Sanzioni su gas e petrolio: perché l’embargo alla Russia non riesce a decollare nonostante le atrocità emerse con il massacro di Bucha?
Sanzioni su gas e petrolio, perché l’embargo alla Russia non inizia?
In seguito alla diffusione del massacro di Bucha, l’Occidente indignato ha annunciato un nuovo pacchetto di sanzioni contro la Russia di Putin. In questo contesto, si era inevitabilmente posta la questione dell’energia in quanto era stato dato quasi per scontato che le nuove sanzioni avrebbero incluso anche l’embargo su importazioni energetiche dalla Russia. L’import di gas, petrolio e carbone valgono per Mosca circa ottocento milioni di euro al giorno. Per quanto il valore economico dell’import energetico sia fondamentale per il Cremlino, tuttavia, questo è altrettanto indispensabile per l’Unione Europea che, ancora una volta, ha deciso di non procedere con il blocco delle importazioni in campo energetico.
Sul mercato del gas, infatti, sono molti i Paesi dell’UE che pongono freni all’embargo: in primis Germania e Austria che si aggiungono all’Ungheria.
L’embargo, quindi, è stato indirizzato verso il carbone: una delle fonti fossili più inquinanti che, però, vanta un mercato globale particolarmente florido e dinamico. I possibili fornitori di carbone sono molteplici: oltre alla Russia, possono essere citati Paesi come Indonesia, Australia, Stati Uniti d’America, Colombia e Sud Africa.
In questo contesto, Berlino dovrà decidere se rinunciare al carbone russo e sostituirlo con quello più costoso importato, ad esempio, dall’Australia.
UE, l’ipotesi dei tecnici di Bruxelles sul petrolio
In materia di sanzioni su gas e petrolio, è proprio su quest’ultimo che l’UE potrebbe riservare le maggiori sorprese. I tecnici di Bruxelles stanno esaminando due differenti meccanismi da proporre durante l’incontro in calendario nella giornata di mercoledì 6 aprile.
La prima ipotesi sviluppata da Bruxelles riprende quanto adottato con le sanzioni emanate contro l’Iran e prevede che i pagamenti per il petrolio vengano effettuati mediante un conto vincolato. Nel caso dell’Iran, Teheran può accedere al denaro versato sul conto vincolato esclusivamente se il suo programma nucleare viene posto sotto il controllo internazionale. Analogamente, Mosca potrebbe accedere al fondo soltanto ritirando le truppe dall’Ucraina o attuando una tregua reale.
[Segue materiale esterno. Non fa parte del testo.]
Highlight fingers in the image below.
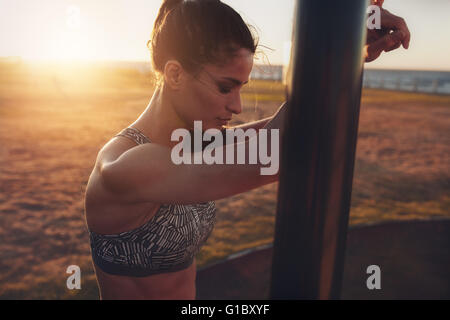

Il secondo meccanismo progettato dall’UE, invece, appare più strategico e si propone di fissare una tariffa sull’import del petrolio russo pari a circa il 10%. In questo caso, i produttori russi non potrebbero alzare il prezzo di vendita oltre le quotazioni internazionali in quanto i clienti europei potrebbero poi rivolgersi alle offerte più convenienti della Nigeria o del Golfo. La tassa modulabile sul greggio, dunque, si trasformerebbe in una forte pressione dell’UE su Mosca.